Les Versets douloureux Bible, Évangile et Coran entre conflit et dialogue.
David Meyer, Yves Simoens, Soheib Bencheikh Col. L’Autre et les autres, Lessius, 2007, 202 p.
On connaissait les « versets sataniques », voici les “versets douloureux” (rabbin David Meyer) ou les “versets dangereux” (Soheib Bencheikh). De quoi s’agit-il ? De passages des Écritures qui ne sont pas ou plus religieusement corrects et dont les auteurs proposent une réinterprétation. Ces passages de la Bible, du Nouveau Testament ou du Qur’an sont marqués par la violence ou l’incompréhension des autres et ils posent donc question dans le dialogue interreligieux, du moins si ce dialogue n’évite pas les sujets qui fâchent, ainsi que l’entendent David Meyer, Yves Simoens (jésuite, professeur d’Écriture sainte) et Soheib Bencheikh. Bien entendu dans l’interprétation juive de la Bible, les « autres » sont essentiellement représentés par les nations entourant Israël et Juda, mais David Meyer étend son champ d’étude au-delà de la Torah, jusqu’au Talmud. Avec les écrits chrétiens il faut y inclure les juifs, mais Yves Simoens se concentre sur l’évangile de Jean. L’islam qui arrive en troisième doit donc se positionner, outre les polythéistes et les juifs, vis-à-vis des chrétiens.
Chacun des auteurs sélectionne donc un certain nombre de passages particulièrement troublants et tente d’en rendre raison. Plus que le traitement précis de ces passages, ce sont les méthodes d’interprétation ici mises en œuvre qui retiennent l’attention.
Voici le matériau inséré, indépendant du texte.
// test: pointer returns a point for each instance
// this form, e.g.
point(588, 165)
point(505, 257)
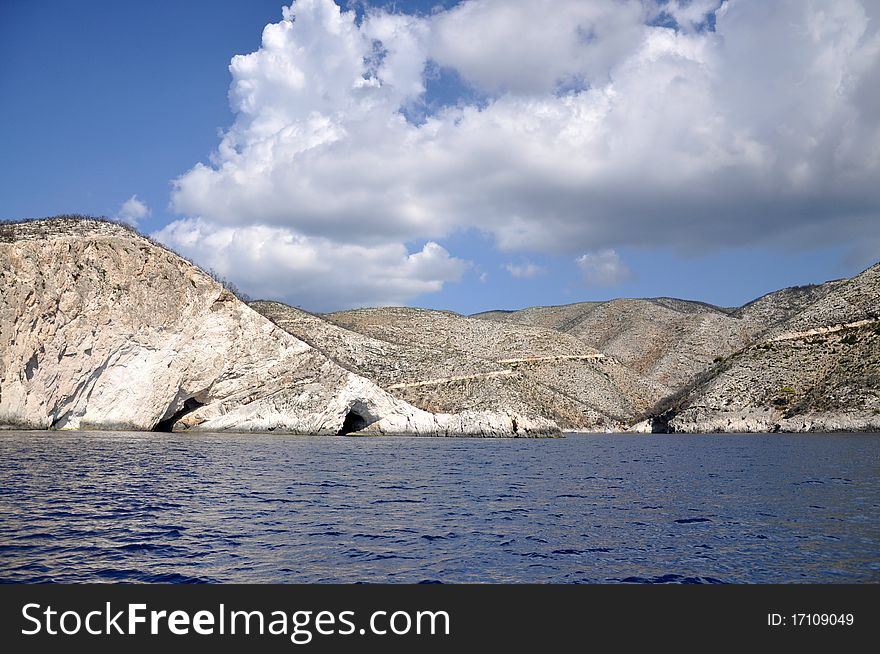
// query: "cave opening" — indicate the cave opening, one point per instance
point(353, 422)
point(167, 424)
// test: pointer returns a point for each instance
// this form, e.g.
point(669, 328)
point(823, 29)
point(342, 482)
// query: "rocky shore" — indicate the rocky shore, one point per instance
point(103, 328)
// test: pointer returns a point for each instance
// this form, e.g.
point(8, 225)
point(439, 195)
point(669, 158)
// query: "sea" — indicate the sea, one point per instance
point(586, 508)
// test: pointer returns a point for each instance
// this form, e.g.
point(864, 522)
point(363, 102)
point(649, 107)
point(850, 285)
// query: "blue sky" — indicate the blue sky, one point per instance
point(520, 156)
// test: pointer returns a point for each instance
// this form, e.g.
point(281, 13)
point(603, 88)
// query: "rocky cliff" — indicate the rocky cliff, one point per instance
point(444, 362)
point(816, 370)
point(799, 359)
point(102, 329)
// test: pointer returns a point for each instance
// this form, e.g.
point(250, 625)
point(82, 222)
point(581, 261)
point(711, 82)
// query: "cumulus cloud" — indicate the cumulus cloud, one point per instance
point(598, 126)
point(132, 210)
point(603, 268)
point(525, 270)
point(312, 272)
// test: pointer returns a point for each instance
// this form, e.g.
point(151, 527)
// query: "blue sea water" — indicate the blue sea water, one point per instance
point(148, 507)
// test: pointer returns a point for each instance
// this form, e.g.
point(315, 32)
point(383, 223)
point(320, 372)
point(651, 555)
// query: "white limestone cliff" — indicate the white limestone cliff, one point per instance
point(102, 329)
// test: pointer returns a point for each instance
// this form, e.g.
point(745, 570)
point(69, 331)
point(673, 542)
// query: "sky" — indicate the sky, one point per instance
point(486, 154)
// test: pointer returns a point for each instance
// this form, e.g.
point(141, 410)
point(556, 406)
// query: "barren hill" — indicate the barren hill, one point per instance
point(444, 362)
point(103, 329)
point(817, 370)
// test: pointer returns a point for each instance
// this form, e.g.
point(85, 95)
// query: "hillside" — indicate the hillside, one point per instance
point(444, 362)
point(817, 370)
point(666, 341)
point(104, 329)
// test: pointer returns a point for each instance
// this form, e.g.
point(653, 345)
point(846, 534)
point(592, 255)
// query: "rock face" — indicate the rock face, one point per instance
point(817, 370)
point(443, 362)
point(103, 329)
point(666, 341)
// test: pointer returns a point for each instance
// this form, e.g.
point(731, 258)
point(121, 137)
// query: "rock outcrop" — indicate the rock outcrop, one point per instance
point(444, 362)
point(817, 370)
point(103, 329)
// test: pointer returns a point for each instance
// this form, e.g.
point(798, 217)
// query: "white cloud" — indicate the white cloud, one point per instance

On se doute d’ailleurs qu’elles ont un point commun : le rejet des lectures littéralistes qui feraient justement de ces versets des justifications de la violence ou de l’exclusion. Elles en ont un autre : la nécessité de replacer ces passages d’un texte dans le texte et celui-ci dans son contexte.
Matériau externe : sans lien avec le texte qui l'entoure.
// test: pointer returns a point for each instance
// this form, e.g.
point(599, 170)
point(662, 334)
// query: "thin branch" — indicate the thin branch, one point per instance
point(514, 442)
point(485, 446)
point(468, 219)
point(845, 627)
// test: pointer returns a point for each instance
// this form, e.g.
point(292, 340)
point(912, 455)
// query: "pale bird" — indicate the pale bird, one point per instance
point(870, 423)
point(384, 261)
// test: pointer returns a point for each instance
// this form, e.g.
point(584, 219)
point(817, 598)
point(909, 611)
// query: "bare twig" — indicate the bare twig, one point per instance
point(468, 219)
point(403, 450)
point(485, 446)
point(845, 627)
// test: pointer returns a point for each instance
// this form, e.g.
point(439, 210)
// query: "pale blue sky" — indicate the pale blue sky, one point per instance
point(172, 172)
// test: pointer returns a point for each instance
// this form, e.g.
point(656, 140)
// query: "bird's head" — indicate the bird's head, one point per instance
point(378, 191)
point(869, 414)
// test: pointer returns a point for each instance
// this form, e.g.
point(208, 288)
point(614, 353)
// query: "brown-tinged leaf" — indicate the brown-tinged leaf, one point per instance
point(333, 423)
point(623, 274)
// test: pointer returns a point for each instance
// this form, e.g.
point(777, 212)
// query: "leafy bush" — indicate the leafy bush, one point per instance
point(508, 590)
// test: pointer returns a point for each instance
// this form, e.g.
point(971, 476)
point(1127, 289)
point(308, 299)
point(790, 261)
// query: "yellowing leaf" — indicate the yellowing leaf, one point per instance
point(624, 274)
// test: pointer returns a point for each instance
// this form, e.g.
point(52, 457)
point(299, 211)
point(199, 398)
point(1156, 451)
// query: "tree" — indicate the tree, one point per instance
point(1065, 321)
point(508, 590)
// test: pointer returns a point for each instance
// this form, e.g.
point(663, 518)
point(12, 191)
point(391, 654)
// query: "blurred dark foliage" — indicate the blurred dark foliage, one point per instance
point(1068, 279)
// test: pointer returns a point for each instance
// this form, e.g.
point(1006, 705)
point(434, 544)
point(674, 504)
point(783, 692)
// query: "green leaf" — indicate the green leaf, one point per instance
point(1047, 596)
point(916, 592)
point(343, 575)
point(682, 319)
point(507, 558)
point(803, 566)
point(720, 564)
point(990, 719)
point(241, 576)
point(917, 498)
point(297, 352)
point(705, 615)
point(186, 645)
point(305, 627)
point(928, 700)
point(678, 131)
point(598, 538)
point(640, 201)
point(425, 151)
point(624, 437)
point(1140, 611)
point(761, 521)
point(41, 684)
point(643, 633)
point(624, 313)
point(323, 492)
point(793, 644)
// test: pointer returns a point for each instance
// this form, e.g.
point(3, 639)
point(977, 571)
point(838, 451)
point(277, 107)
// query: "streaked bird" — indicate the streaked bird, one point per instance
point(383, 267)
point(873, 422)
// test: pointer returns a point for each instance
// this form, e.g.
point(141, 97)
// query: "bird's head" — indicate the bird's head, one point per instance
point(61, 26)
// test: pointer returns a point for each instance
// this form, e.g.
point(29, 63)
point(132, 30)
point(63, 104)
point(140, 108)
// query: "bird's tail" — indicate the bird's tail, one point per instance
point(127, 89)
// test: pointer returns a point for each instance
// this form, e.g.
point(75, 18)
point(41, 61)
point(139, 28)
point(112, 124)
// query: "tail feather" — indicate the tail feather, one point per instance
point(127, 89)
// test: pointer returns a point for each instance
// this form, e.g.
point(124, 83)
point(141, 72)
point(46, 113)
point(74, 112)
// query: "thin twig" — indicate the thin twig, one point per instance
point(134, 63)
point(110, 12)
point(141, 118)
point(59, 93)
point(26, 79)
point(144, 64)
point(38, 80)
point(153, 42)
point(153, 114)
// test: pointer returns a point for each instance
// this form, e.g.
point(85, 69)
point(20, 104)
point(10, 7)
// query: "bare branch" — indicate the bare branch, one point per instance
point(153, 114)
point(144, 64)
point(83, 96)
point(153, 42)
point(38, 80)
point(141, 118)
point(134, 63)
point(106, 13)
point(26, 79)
Dans le cadre de ce bulletin on portera une attention particulière à la manière dont Soheib Bencheikh aborde sans détours les versets du Qur’an qui récusent la théologie chrétienne “orthodoxe”, en particulier ce qui concerne la Trinité. (p. 149-153) et on soulignera son interprétation du verset 158 de la sourate 4, qui évoque la “mort” de Jésus. En voici la conclusion : « Puisque toutes les âmes sans exception ont goûté la mort, pourquoi s’évertuer à soustraire Jésus à cet ordre ? Alors même que les musulmans affirment l’humanité de Jésus, seraient-ils prêts à lui conférer un autre statut que celui d’humain, envoyé de Dieu ? Il est évident que mon interprétation d’un Jésus mort, ressuscité puis élevé à Dieu, n’efface pas les différences dogmatiques entre l’islam et le christianisme à propos du Christ. » (p. 156) Cependant, non seulement, comme il le dit, cette interprétation pourrait contribuer à apaiser des querelles inutiles mais elle ouvrirait peut-être un chemin nouveau de compréhension de la prétention chrétienne à connaître Dieu à partir de l’humanité du Christ. Une table ronde termine l’ouvrage où les auteurs débattent librement de leur position et de l’actualité.